File descriptors (FDs)

A process-specific unique ID that can be used to refer to a file when invoking system calls. It is of type int. Files in UNIX-based systems may not just refer to literal files, just file-like:

  • Terminals
  • Network connections
  • Pipes

Because these are all considered files, we can use the standard read() and write() API to interact with them.

File descriptor table

Each process has its own file descriptor table managed by the OS. The table maintains info about files that the process has references to.

The FD is literally an index number in a process’ FD table. Note that tables are specific to each process, so the same number can refer to different files across different processes.

System wide file table

The FD is an index, but into what? It turns out it indexes to a pointer to a system wide file table. The kernel manages this, and each pointer points to a struct that contains info like:

  • cursor: keeps track of where in the file we’re reading or writing to.
  • ref_count: the number of references to that entry in the file table.
  • file_name: the “name” of the corresponding file
  • Some other fields we don’t care about right now

When a new process tries to open a file and it already exists in the system file table, the OS simply increments ref_count and returns a pointer to that struct for the process’ FD table.

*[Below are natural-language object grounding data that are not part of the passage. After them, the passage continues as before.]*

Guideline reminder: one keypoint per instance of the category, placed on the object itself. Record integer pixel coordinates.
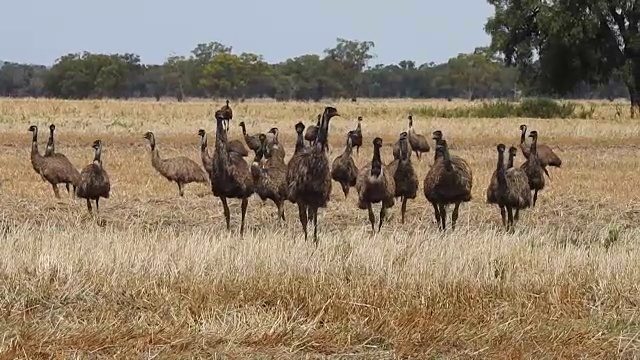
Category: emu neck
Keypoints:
(299, 142)
(376, 162)
(533, 150)
(348, 149)
(510, 162)
(156, 161)
(500, 171)
(97, 157)
(404, 151)
(35, 153)
(50, 144)
(447, 159)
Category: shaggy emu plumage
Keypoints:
(535, 171)
(269, 173)
(226, 113)
(404, 175)
(375, 185)
(300, 144)
(207, 159)
(274, 145)
(94, 180)
(252, 141)
(509, 188)
(418, 142)
(343, 168)
(309, 176)
(53, 169)
(357, 136)
(448, 181)
(50, 151)
(546, 156)
(180, 170)
(312, 131)
(231, 176)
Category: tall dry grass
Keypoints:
(163, 278)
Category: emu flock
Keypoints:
(306, 179)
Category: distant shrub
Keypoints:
(541, 108)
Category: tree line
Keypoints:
(215, 70)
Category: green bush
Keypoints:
(541, 108)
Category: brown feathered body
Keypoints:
(343, 168)
(448, 181)
(452, 185)
(273, 144)
(300, 144)
(312, 132)
(238, 147)
(207, 159)
(231, 176)
(181, 170)
(535, 172)
(417, 142)
(375, 184)
(546, 156)
(309, 176)
(404, 175)
(252, 141)
(378, 188)
(53, 169)
(94, 180)
(357, 136)
(269, 173)
(509, 187)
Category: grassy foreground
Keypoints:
(161, 277)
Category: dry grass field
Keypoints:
(160, 277)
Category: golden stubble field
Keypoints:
(163, 278)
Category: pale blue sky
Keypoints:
(40, 31)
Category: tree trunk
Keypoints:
(634, 86)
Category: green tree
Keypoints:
(348, 60)
(223, 75)
(558, 45)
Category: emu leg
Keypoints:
(443, 216)
(56, 192)
(302, 213)
(454, 216)
(243, 209)
(227, 214)
(403, 209)
(313, 214)
(345, 189)
(436, 210)
(383, 213)
(372, 218)
(510, 212)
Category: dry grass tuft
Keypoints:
(159, 275)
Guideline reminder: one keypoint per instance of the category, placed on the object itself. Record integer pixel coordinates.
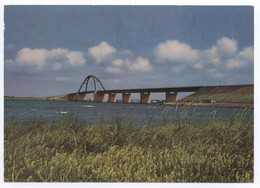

Redirecting file descriptors

int dup2(int oldfd, int newfd);

The FD represented by newfd is adjusted so that it now refers to the same open file as oldfd. Simultaneously, the file once referred to by newfd is silently closed.

stdout, stdin, stderr

So it turns out that these are all considered files! They’re opened by default when a program starts. They’re defined in unistd.h as constants.

  • 0: stdin
  • 1: stdout
  • 2: stderr

When we call printf(), this is analogous to calling write() to stdout.

Closing them??

Because the FD number for these are constant and reserved across all processes, if we were to, for example, close STDOUT_FILENO, and open a file immediately afterwards, anything we print will instead be redirected to that file.

Opening and closing files

int open(const char* pathname, int flags, /* mode_t perm */);

Returns a valid file descriptor. The last parameter, perm, is optional and only important if we’re creating new files, in which case we need to set the permissions. There are many flags.

int close(int fd);

The file descriptor is closed, the number will no longer refer to the specific file, and it allows for the number to be reused for other files.